March Madness officially begins in two weeks with a men's basketball First Four game in Dayton, Ohio.
In the event the coronavirus becomes an even more significant health threat in the United States, NCAA officials say they are readying for any scenario -- including games in arenas without fans.
"If you can think of it, it's something that we've gone through an analysis around," NCAA chief operating officer Donald Remy told Bloomberg in an interview published Monday night. "We've contingency planned for all circumstances."
The NCAA tournament will be the biggest sporting event in the U.S. since coronavirus was first declared a public health emergency in late January. In total, arenas in 14 cities will host games, concluding with the men's championship game April 6 in Atlanta.

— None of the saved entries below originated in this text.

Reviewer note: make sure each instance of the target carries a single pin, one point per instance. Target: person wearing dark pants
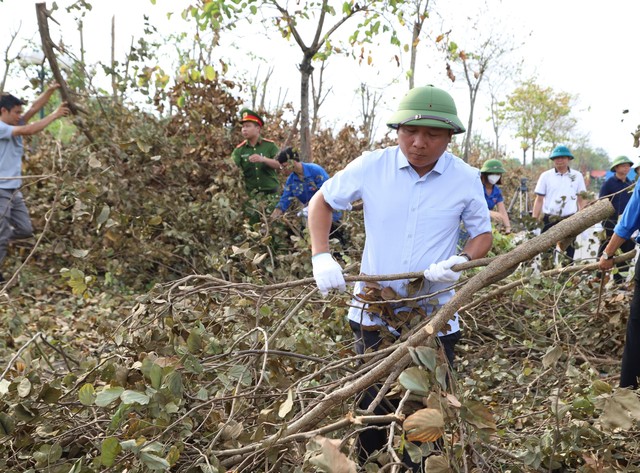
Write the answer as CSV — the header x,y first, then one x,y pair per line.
x,y
616,188
14,125
558,196
628,224
415,196
372,440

The women's tournament, which begins March 20, will be held at campus sites for the opening two rounds, before four cities host regionals and New Orleans hosts the Final Four and women's final on April 3 and 5, respectively.
"This is a once-in-a-lifetime opportunity for many of these student-athletes," Remy told Bloomberg. "As we're thinking about these circumstance, we're thinking about how to preserve that once-in-a-lifetime opportunity, and at the same time how to make sure that any decision we make is grounded in medical science."
According to Bloomberg, the NCAA has put together a medical advisory group in dealing with the threat of the virus, and also is speaking daily to the Centers for Disease Control and Prevention.
NCAA chief medical officer Brian Hainline, who is part of the advisory group, told Bloomberg that they have not set a firm deadline on when a decision on what they potentially do must be made.